Last surviving Nuremberg WWII prosecutor, Benjamin Ferencz, dies at 103
- In his 20s, Ferencz prosecuted German officials for crimes against humanity and war crimes committed during Adolf Hitler’s murderous Nazi regime
- Ferencz moved to US to escape antisemitism; he would later push for creation of international court which could prosecute government leaders for war crimes

Benjamin Ferencz, a chief prosecutor at the Nuremberg trials in Germany that held Nazi criminals accountable after World War II, has died at the age of 103.
Ferencz prosecuted German officials on charges of crimes against humanity and war crimes. Among them were four commanders of SS task forces who killed defenceless women, men and children practically every day in the conquered eastern territories.

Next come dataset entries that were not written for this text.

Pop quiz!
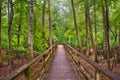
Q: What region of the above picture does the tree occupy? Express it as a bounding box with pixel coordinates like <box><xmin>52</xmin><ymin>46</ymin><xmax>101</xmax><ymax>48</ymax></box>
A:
<box><xmin>0</xmin><ymin>0</ymin><xmax>2</xmax><ymax>65</ymax></box>
<box><xmin>48</xmin><ymin>0</ymin><xmax>52</xmax><ymax>47</ymax></box>
<box><xmin>28</xmin><ymin>0</ymin><xmax>34</xmax><ymax>58</ymax></box>
<box><xmin>93</xmin><ymin>0</ymin><xmax>98</xmax><ymax>62</ymax></box>
<box><xmin>102</xmin><ymin>0</ymin><xmax>111</xmax><ymax>70</ymax></box>
<box><xmin>8</xmin><ymin>0</ymin><xmax>14</xmax><ymax>64</ymax></box>
<box><xmin>17</xmin><ymin>1</ymin><xmax>22</xmax><ymax>47</ymax></box>
<box><xmin>42</xmin><ymin>0</ymin><xmax>47</xmax><ymax>49</ymax></box>
<box><xmin>71</xmin><ymin>0</ymin><xmax>83</xmax><ymax>52</ymax></box>
<box><xmin>85</xmin><ymin>0</ymin><xmax>89</xmax><ymax>56</ymax></box>
<box><xmin>93</xmin><ymin>0</ymin><xmax>97</xmax><ymax>45</ymax></box>
<box><xmin>85</xmin><ymin>0</ymin><xmax>97</xmax><ymax>61</ymax></box>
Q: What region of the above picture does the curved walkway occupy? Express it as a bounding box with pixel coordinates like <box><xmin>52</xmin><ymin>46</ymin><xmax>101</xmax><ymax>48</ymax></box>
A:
<box><xmin>46</xmin><ymin>45</ymin><xmax>77</xmax><ymax>80</ymax></box>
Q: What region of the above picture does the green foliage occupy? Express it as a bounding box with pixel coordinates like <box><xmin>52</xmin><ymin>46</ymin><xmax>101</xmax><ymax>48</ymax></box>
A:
<box><xmin>2</xmin><ymin>35</ymin><xmax>8</xmax><ymax>49</ymax></box>
<box><xmin>1</xmin><ymin>0</ymin><xmax>120</xmax><ymax>55</ymax></box>
<box><xmin>2</xmin><ymin>54</ymin><xmax>12</xmax><ymax>62</ymax></box>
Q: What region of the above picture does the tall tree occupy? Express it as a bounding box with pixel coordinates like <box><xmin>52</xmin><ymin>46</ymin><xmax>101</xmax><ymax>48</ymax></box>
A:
<box><xmin>85</xmin><ymin>1</ymin><xmax>89</xmax><ymax>56</ymax></box>
<box><xmin>93</xmin><ymin>0</ymin><xmax>97</xmax><ymax>44</ymax></box>
<box><xmin>8</xmin><ymin>0</ymin><xmax>13</xmax><ymax>57</ymax></box>
<box><xmin>71</xmin><ymin>0</ymin><xmax>83</xmax><ymax>52</ymax></box>
<box><xmin>105</xmin><ymin>0</ymin><xmax>111</xmax><ymax>70</ymax></box>
<box><xmin>33</xmin><ymin>0</ymin><xmax>37</xmax><ymax>35</ymax></box>
<box><xmin>93</xmin><ymin>0</ymin><xmax>97</xmax><ymax>58</ymax></box>
<box><xmin>102</xmin><ymin>0</ymin><xmax>111</xmax><ymax>70</ymax></box>
<box><xmin>102</xmin><ymin>0</ymin><xmax>107</xmax><ymax>58</ymax></box>
<box><xmin>17</xmin><ymin>2</ymin><xmax>22</xmax><ymax>47</ymax></box>
<box><xmin>85</xmin><ymin>0</ymin><xmax>96</xmax><ymax>61</ymax></box>
<box><xmin>42</xmin><ymin>0</ymin><xmax>46</xmax><ymax>49</ymax></box>
<box><xmin>28</xmin><ymin>0</ymin><xmax>34</xmax><ymax>58</ymax></box>
<box><xmin>48</xmin><ymin>0</ymin><xmax>52</xmax><ymax>47</ymax></box>
<box><xmin>0</xmin><ymin>0</ymin><xmax>2</xmax><ymax>65</ymax></box>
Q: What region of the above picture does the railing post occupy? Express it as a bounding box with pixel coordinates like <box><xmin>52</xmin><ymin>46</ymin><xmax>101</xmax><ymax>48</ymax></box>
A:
<box><xmin>95</xmin><ymin>70</ymin><xmax>100</xmax><ymax>80</ymax></box>
<box><xmin>43</xmin><ymin>54</ymin><xmax>46</xmax><ymax>68</ymax></box>
<box><xmin>25</xmin><ymin>67</ymin><xmax>31</xmax><ymax>80</ymax></box>
<box><xmin>50</xmin><ymin>47</ymin><xmax>53</xmax><ymax>61</ymax></box>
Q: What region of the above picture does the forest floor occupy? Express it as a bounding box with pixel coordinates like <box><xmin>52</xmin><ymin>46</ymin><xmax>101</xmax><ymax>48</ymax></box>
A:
<box><xmin>0</xmin><ymin>50</ymin><xmax>32</xmax><ymax>79</ymax></box>
<box><xmin>98</xmin><ymin>59</ymin><xmax>120</xmax><ymax>75</ymax></box>
<box><xmin>113</xmin><ymin>64</ymin><xmax>120</xmax><ymax>75</ymax></box>
<box><xmin>0</xmin><ymin>59</ymin><xmax>29</xmax><ymax>79</ymax></box>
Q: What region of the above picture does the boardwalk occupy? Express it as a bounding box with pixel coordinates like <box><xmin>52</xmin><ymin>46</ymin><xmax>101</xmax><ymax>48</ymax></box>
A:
<box><xmin>1</xmin><ymin>44</ymin><xmax>120</xmax><ymax>80</ymax></box>
<box><xmin>46</xmin><ymin>45</ymin><xmax>77</xmax><ymax>80</ymax></box>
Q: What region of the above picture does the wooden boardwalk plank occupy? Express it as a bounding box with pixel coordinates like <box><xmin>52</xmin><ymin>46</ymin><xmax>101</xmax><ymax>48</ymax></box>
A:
<box><xmin>46</xmin><ymin>45</ymin><xmax>77</xmax><ymax>80</ymax></box>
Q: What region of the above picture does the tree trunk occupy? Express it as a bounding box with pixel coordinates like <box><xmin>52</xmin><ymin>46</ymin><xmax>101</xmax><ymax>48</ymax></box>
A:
<box><xmin>33</xmin><ymin>0</ymin><xmax>37</xmax><ymax>35</ymax></box>
<box><xmin>18</xmin><ymin>6</ymin><xmax>22</xmax><ymax>47</ymax></box>
<box><xmin>8</xmin><ymin>0</ymin><xmax>13</xmax><ymax>57</ymax></box>
<box><xmin>85</xmin><ymin>3</ymin><xmax>89</xmax><ymax>56</ymax></box>
<box><xmin>102</xmin><ymin>0</ymin><xmax>111</xmax><ymax>70</ymax></box>
<box><xmin>71</xmin><ymin>0</ymin><xmax>83</xmax><ymax>52</ymax></box>
<box><xmin>18</xmin><ymin>13</ymin><xmax>21</xmax><ymax>47</ymax></box>
<box><xmin>102</xmin><ymin>2</ymin><xmax>107</xmax><ymax>59</ymax></box>
<box><xmin>93</xmin><ymin>0</ymin><xmax>97</xmax><ymax>46</ymax></box>
<box><xmin>42</xmin><ymin>0</ymin><xmax>46</xmax><ymax>49</ymax></box>
<box><xmin>85</xmin><ymin>1</ymin><xmax>96</xmax><ymax>61</ymax></box>
<box><xmin>93</xmin><ymin>0</ymin><xmax>98</xmax><ymax>62</ymax></box>
<box><xmin>48</xmin><ymin>0</ymin><xmax>52</xmax><ymax>47</ymax></box>
<box><xmin>28</xmin><ymin>0</ymin><xmax>34</xmax><ymax>58</ymax></box>
<box><xmin>0</xmin><ymin>0</ymin><xmax>2</xmax><ymax>65</ymax></box>
<box><xmin>105</xmin><ymin>0</ymin><xmax>111</xmax><ymax>70</ymax></box>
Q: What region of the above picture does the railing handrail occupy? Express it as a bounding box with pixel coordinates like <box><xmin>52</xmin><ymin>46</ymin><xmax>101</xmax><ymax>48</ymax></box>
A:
<box><xmin>2</xmin><ymin>44</ymin><xmax>57</xmax><ymax>80</ymax></box>
<box><xmin>64</xmin><ymin>44</ymin><xmax>120</xmax><ymax>80</ymax></box>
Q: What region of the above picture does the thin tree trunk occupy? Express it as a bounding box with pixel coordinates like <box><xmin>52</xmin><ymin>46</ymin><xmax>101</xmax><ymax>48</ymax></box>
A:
<box><xmin>93</xmin><ymin>0</ymin><xmax>97</xmax><ymax>45</ymax></box>
<box><xmin>102</xmin><ymin>0</ymin><xmax>111</xmax><ymax>70</ymax></box>
<box><xmin>0</xmin><ymin>0</ymin><xmax>2</xmax><ymax>65</ymax></box>
<box><xmin>105</xmin><ymin>0</ymin><xmax>111</xmax><ymax>70</ymax></box>
<box><xmin>33</xmin><ymin>0</ymin><xmax>37</xmax><ymax>35</ymax></box>
<box><xmin>48</xmin><ymin>0</ymin><xmax>52</xmax><ymax>47</ymax></box>
<box><xmin>85</xmin><ymin>1</ymin><xmax>96</xmax><ymax>61</ymax></box>
<box><xmin>28</xmin><ymin>0</ymin><xmax>34</xmax><ymax>58</ymax></box>
<box><xmin>18</xmin><ymin>8</ymin><xmax>22</xmax><ymax>47</ymax></box>
<box><xmin>8</xmin><ymin>0</ymin><xmax>13</xmax><ymax>54</ymax></box>
<box><xmin>42</xmin><ymin>0</ymin><xmax>46</xmax><ymax>49</ymax></box>
<box><xmin>8</xmin><ymin>0</ymin><xmax>13</xmax><ymax>58</ymax></box>
<box><xmin>85</xmin><ymin>3</ymin><xmax>89</xmax><ymax>56</ymax></box>
<box><xmin>18</xmin><ymin>13</ymin><xmax>21</xmax><ymax>47</ymax></box>
<box><xmin>71</xmin><ymin>0</ymin><xmax>83</xmax><ymax>52</ymax></box>
<box><xmin>93</xmin><ymin>0</ymin><xmax>98</xmax><ymax>62</ymax></box>
<box><xmin>102</xmin><ymin>2</ymin><xmax>107</xmax><ymax>59</ymax></box>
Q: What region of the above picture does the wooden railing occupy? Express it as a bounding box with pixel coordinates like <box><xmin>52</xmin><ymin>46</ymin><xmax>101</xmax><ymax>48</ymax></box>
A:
<box><xmin>2</xmin><ymin>44</ymin><xmax>57</xmax><ymax>80</ymax></box>
<box><xmin>64</xmin><ymin>44</ymin><xmax>120</xmax><ymax>80</ymax></box>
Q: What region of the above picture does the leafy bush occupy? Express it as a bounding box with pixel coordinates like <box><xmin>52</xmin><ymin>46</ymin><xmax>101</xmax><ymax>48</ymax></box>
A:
<box><xmin>2</xmin><ymin>54</ymin><xmax>12</xmax><ymax>62</ymax></box>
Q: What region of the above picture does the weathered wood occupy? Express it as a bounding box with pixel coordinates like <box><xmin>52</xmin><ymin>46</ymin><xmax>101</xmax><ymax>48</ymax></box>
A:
<box><xmin>46</xmin><ymin>45</ymin><xmax>77</xmax><ymax>80</ymax></box>
<box><xmin>25</xmin><ymin>67</ymin><xmax>31</xmax><ymax>80</ymax></box>
<box><xmin>2</xmin><ymin>44</ymin><xmax>57</xmax><ymax>80</ymax></box>
<box><xmin>64</xmin><ymin>44</ymin><xmax>120</xmax><ymax>80</ymax></box>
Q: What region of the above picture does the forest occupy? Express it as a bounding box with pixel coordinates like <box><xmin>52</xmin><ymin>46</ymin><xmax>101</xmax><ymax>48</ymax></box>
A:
<box><xmin>0</xmin><ymin>0</ymin><xmax>120</xmax><ymax>79</ymax></box>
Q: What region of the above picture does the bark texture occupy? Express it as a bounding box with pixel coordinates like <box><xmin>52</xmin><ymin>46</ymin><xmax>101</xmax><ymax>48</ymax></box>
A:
<box><xmin>28</xmin><ymin>0</ymin><xmax>34</xmax><ymax>58</ymax></box>
<box><xmin>42</xmin><ymin>0</ymin><xmax>47</xmax><ymax>49</ymax></box>
<box><xmin>48</xmin><ymin>0</ymin><xmax>52</xmax><ymax>47</ymax></box>
<box><xmin>71</xmin><ymin>0</ymin><xmax>83</xmax><ymax>52</ymax></box>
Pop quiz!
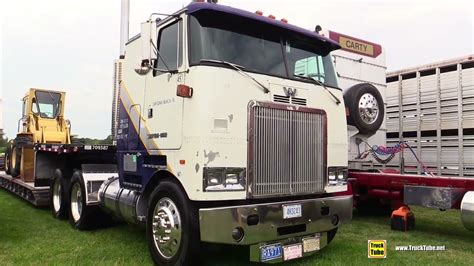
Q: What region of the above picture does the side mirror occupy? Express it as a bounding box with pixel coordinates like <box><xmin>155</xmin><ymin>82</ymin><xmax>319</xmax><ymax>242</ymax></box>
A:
<box><xmin>135</xmin><ymin>20</ymin><xmax>157</xmax><ymax>75</ymax></box>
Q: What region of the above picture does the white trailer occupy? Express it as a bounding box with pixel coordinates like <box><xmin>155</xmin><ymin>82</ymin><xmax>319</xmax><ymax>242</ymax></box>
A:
<box><xmin>385</xmin><ymin>55</ymin><xmax>474</xmax><ymax>177</ymax></box>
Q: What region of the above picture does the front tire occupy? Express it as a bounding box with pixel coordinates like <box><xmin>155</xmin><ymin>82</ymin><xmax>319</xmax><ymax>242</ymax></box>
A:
<box><xmin>68</xmin><ymin>170</ymin><xmax>100</xmax><ymax>230</ymax></box>
<box><xmin>50</xmin><ymin>169</ymin><xmax>69</xmax><ymax>220</ymax></box>
<box><xmin>147</xmin><ymin>180</ymin><xmax>200</xmax><ymax>266</ymax></box>
<box><xmin>10</xmin><ymin>143</ymin><xmax>21</xmax><ymax>177</ymax></box>
<box><xmin>327</xmin><ymin>227</ymin><xmax>338</xmax><ymax>245</ymax></box>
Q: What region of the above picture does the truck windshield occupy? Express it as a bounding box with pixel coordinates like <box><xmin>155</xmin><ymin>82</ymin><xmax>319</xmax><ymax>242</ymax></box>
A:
<box><xmin>189</xmin><ymin>14</ymin><xmax>338</xmax><ymax>88</ymax></box>
<box><xmin>34</xmin><ymin>91</ymin><xmax>61</xmax><ymax>118</ymax></box>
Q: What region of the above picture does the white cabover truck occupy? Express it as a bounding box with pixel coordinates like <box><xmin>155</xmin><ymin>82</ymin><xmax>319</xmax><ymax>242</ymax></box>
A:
<box><xmin>114</xmin><ymin>2</ymin><xmax>352</xmax><ymax>263</ymax></box>
<box><xmin>3</xmin><ymin>1</ymin><xmax>353</xmax><ymax>265</ymax></box>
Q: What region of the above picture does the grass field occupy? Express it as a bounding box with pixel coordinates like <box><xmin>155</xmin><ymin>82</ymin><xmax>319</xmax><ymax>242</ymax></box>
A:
<box><xmin>0</xmin><ymin>188</ymin><xmax>473</xmax><ymax>265</ymax></box>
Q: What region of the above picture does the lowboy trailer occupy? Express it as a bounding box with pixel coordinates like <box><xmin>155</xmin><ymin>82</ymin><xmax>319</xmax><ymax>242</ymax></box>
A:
<box><xmin>0</xmin><ymin>143</ymin><xmax>116</xmax><ymax>207</ymax></box>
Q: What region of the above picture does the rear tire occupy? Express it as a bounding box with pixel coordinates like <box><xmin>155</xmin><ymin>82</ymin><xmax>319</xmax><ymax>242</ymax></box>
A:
<box><xmin>50</xmin><ymin>169</ymin><xmax>69</xmax><ymax>220</ymax></box>
<box><xmin>146</xmin><ymin>180</ymin><xmax>201</xmax><ymax>266</ymax></box>
<box><xmin>68</xmin><ymin>170</ymin><xmax>100</xmax><ymax>230</ymax></box>
<box><xmin>4</xmin><ymin>144</ymin><xmax>12</xmax><ymax>175</ymax></box>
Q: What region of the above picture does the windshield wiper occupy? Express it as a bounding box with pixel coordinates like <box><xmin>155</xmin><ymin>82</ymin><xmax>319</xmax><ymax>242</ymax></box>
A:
<box><xmin>200</xmin><ymin>59</ymin><xmax>270</xmax><ymax>94</ymax></box>
<box><xmin>294</xmin><ymin>74</ymin><xmax>341</xmax><ymax>105</ymax></box>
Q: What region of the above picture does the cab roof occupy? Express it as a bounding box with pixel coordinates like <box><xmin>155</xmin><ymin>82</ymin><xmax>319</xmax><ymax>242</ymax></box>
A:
<box><xmin>186</xmin><ymin>2</ymin><xmax>341</xmax><ymax>52</ymax></box>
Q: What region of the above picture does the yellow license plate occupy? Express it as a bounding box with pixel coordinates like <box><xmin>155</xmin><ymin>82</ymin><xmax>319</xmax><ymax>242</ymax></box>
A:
<box><xmin>303</xmin><ymin>237</ymin><xmax>320</xmax><ymax>252</ymax></box>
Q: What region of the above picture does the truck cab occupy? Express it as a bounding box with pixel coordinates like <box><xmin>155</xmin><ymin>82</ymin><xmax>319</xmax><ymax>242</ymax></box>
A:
<box><xmin>111</xmin><ymin>2</ymin><xmax>352</xmax><ymax>264</ymax></box>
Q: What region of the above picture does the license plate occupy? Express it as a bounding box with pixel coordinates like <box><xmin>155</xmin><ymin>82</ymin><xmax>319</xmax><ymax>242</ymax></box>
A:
<box><xmin>260</xmin><ymin>244</ymin><xmax>282</xmax><ymax>262</ymax></box>
<box><xmin>283</xmin><ymin>244</ymin><xmax>303</xmax><ymax>261</ymax></box>
<box><xmin>283</xmin><ymin>204</ymin><xmax>302</xmax><ymax>219</ymax></box>
<box><xmin>303</xmin><ymin>237</ymin><xmax>320</xmax><ymax>252</ymax></box>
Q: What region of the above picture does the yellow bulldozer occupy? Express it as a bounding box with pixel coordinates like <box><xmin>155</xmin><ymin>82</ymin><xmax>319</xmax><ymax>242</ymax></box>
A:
<box><xmin>4</xmin><ymin>88</ymin><xmax>71</xmax><ymax>181</ymax></box>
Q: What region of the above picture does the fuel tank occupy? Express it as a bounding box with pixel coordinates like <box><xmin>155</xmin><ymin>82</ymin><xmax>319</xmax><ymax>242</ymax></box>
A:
<box><xmin>98</xmin><ymin>177</ymin><xmax>141</xmax><ymax>224</ymax></box>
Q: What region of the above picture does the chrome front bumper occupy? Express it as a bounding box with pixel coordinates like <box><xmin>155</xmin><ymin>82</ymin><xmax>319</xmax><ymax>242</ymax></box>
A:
<box><xmin>199</xmin><ymin>195</ymin><xmax>352</xmax><ymax>245</ymax></box>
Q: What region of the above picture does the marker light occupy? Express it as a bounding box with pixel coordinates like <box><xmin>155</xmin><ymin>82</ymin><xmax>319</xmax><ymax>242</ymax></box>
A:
<box><xmin>268</xmin><ymin>14</ymin><xmax>276</xmax><ymax>19</ymax></box>
<box><xmin>177</xmin><ymin>84</ymin><xmax>193</xmax><ymax>98</ymax></box>
<box><xmin>280</xmin><ymin>18</ymin><xmax>288</xmax><ymax>23</ymax></box>
<box><xmin>255</xmin><ymin>10</ymin><xmax>263</xmax><ymax>16</ymax></box>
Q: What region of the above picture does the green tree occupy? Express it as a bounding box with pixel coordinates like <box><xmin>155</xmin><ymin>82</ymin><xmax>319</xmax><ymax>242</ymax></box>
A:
<box><xmin>70</xmin><ymin>135</ymin><xmax>113</xmax><ymax>145</ymax></box>
<box><xmin>0</xmin><ymin>135</ymin><xmax>9</xmax><ymax>148</ymax></box>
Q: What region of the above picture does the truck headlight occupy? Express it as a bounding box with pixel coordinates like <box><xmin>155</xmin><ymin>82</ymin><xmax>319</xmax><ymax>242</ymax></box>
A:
<box><xmin>327</xmin><ymin>167</ymin><xmax>347</xmax><ymax>186</ymax></box>
<box><xmin>203</xmin><ymin>167</ymin><xmax>246</xmax><ymax>191</ymax></box>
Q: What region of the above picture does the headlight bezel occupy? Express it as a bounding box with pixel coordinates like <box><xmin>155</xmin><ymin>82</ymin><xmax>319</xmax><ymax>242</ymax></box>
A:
<box><xmin>327</xmin><ymin>166</ymin><xmax>348</xmax><ymax>186</ymax></box>
<box><xmin>203</xmin><ymin>167</ymin><xmax>246</xmax><ymax>192</ymax></box>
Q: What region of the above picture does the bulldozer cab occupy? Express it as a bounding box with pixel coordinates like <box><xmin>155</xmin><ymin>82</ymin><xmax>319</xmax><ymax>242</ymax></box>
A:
<box><xmin>4</xmin><ymin>88</ymin><xmax>71</xmax><ymax>181</ymax></box>
<box><xmin>19</xmin><ymin>88</ymin><xmax>70</xmax><ymax>144</ymax></box>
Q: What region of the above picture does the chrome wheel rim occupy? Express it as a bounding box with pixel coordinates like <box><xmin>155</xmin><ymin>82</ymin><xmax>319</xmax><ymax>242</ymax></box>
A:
<box><xmin>5</xmin><ymin>153</ymin><xmax>10</xmax><ymax>172</ymax></box>
<box><xmin>152</xmin><ymin>197</ymin><xmax>182</xmax><ymax>259</ymax></box>
<box><xmin>358</xmin><ymin>93</ymin><xmax>379</xmax><ymax>124</ymax></box>
<box><xmin>53</xmin><ymin>178</ymin><xmax>62</xmax><ymax>212</ymax></box>
<box><xmin>70</xmin><ymin>183</ymin><xmax>82</xmax><ymax>222</ymax></box>
<box><xmin>11</xmin><ymin>148</ymin><xmax>17</xmax><ymax>169</ymax></box>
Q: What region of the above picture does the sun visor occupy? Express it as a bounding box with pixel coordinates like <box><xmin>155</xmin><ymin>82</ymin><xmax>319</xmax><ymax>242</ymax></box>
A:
<box><xmin>186</xmin><ymin>2</ymin><xmax>341</xmax><ymax>55</ymax></box>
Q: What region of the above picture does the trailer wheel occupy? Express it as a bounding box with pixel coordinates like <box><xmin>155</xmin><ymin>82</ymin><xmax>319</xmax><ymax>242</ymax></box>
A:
<box><xmin>327</xmin><ymin>227</ymin><xmax>338</xmax><ymax>245</ymax></box>
<box><xmin>10</xmin><ymin>143</ymin><xmax>21</xmax><ymax>177</ymax></box>
<box><xmin>4</xmin><ymin>144</ymin><xmax>12</xmax><ymax>175</ymax></box>
<box><xmin>50</xmin><ymin>169</ymin><xmax>69</xmax><ymax>220</ymax></box>
<box><xmin>147</xmin><ymin>180</ymin><xmax>200</xmax><ymax>265</ymax></box>
<box><xmin>345</xmin><ymin>83</ymin><xmax>384</xmax><ymax>135</ymax></box>
<box><xmin>69</xmin><ymin>170</ymin><xmax>99</xmax><ymax>230</ymax></box>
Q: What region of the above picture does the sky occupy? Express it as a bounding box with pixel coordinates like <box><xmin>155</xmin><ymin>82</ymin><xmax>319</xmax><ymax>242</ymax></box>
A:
<box><xmin>0</xmin><ymin>0</ymin><xmax>472</xmax><ymax>139</ymax></box>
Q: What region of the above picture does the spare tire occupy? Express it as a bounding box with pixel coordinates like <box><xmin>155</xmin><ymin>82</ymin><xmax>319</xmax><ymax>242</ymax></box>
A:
<box><xmin>344</xmin><ymin>83</ymin><xmax>384</xmax><ymax>135</ymax></box>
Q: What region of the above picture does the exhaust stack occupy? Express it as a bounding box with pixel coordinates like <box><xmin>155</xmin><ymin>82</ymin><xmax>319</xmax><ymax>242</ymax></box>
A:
<box><xmin>119</xmin><ymin>0</ymin><xmax>130</xmax><ymax>58</ymax></box>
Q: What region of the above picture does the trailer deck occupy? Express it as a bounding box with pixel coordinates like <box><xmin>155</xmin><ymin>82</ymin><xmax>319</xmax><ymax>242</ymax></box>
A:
<box><xmin>0</xmin><ymin>171</ymin><xmax>50</xmax><ymax>206</ymax></box>
<box><xmin>0</xmin><ymin>143</ymin><xmax>116</xmax><ymax>207</ymax></box>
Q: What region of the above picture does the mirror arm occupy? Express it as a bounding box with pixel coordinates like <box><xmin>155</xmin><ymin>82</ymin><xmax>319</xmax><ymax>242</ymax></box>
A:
<box><xmin>150</xmin><ymin>40</ymin><xmax>172</xmax><ymax>72</ymax></box>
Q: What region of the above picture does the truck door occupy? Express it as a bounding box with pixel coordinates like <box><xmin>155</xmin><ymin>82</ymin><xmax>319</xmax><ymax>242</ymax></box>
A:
<box><xmin>144</xmin><ymin>19</ymin><xmax>184</xmax><ymax>150</ymax></box>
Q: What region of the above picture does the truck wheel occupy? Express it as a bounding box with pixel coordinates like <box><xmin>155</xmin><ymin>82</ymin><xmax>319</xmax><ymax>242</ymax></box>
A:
<box><xmin>50</xmin><ymin>169</ymin><xmax>69</xmax><ymax>220</ymax></box>
<box><xmin>69</xmin><ymin>170</ymin><xmax>99</xmax><ymax>230</ymax></box>
<box><xmin>10</xmin><ymin>143</ymin><xmax>21</xmax><ymax>177</ymax></box>
<box><xmin>345</xmin><ymin>83</ymin><xmax>384</xmax><ymax>135</ymax></box>
<box><xmin>4</xmin><ymin>144</ymin><xmax>12</xmax><ymax>175</ymax></box>
<box><xmin>147</xmin><ymin>180</ymin><xmax>200</xmax><ymax>265</ymax></box>
<box><xmin>327</xmin><ymin>227</ymin><xmax>338</xmax><ymax>245</ymax></box>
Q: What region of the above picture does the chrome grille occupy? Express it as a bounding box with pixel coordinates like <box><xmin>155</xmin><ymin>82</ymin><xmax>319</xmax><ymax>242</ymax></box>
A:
<box><xmin>248</xmin><ymin>102</ymin><xmax>326</xmax><ymax>198</ymax></box>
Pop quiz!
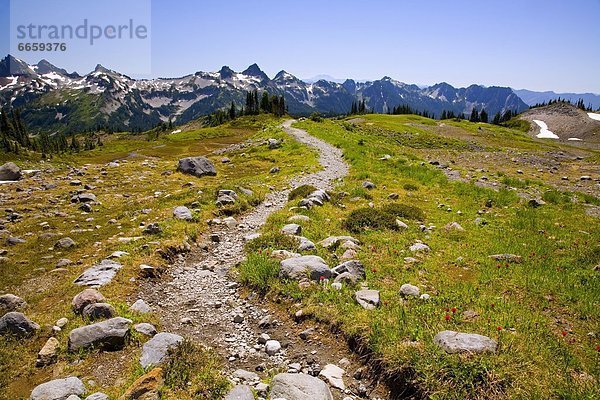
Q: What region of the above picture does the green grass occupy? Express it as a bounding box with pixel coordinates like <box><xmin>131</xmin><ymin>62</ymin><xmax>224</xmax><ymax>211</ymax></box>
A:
<box><xmin>240</xmin><ymin>116</ymin><xmax>600</xmax><ymax>399</ymax></box>
<box><xmin>238</xmin><ymin>253</ymin><xmax>281</xmax><ymax>292</ymax></box>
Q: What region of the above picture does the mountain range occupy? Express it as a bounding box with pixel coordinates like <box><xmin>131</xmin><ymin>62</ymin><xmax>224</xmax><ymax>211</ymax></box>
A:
<box><xmin>1</xmin><ymin>54</ymin><xmax>531</xmax><ymax>134</ymax></box>
<box><xmin>513</xmin><ymin>89</ymin><xmax>600</xmax><ymax>110</ymax></box>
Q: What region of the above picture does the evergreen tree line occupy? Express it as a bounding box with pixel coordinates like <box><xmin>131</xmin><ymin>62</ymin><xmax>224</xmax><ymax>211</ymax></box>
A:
<box><xmin>244</xmin><ymin>90</ymin><xmax>286</xmax><ymax>117</ymax></box>
<box><xmin>469</xmin><ymin>107</ymin><xmax>489</xmax><ymax>123</ymax></box>
<box><xmin>389</xmin><ymin>104</ymin><xmax>434</xmax><ymax>119</ymax></box>
<box><xmin>1</xmin><ymin>105</ymin><xmax>103</xmax><ymax>156</ymax></box>
<box><xmin>530</xmin><ymin>97</ymin><xmax>596</xmax><ymax>111</ymax></box>
<box><xmin>349</xmin><ymin>99</ymin><xmax>370</xmax><ymax>115</ymax></box>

Ferencz was the last living prosecutor of the trials, according to the US Holocaust Museum, which called him “a leader in the quest for justice for victims of genocide and related crimes”.
He died on Friday in a care home in Florida, US media reported on Saturday, citing his son Don Ferencz.
Ferencz was born in 1920 in Transylvania to Orthodox Jews and emigrated to the US with his parents as a very young boy to escape rampant antisemitism. He grew up in modest circumstances in New York and later studied at Harvard Law School.
He joined the US army in time to take part in the Normandy invasion during World War II. Using his legal background, he became an investigator of Nazi war crimes against US soldiers as part of a new War Crimes Section of the Judge Advocate’s Office.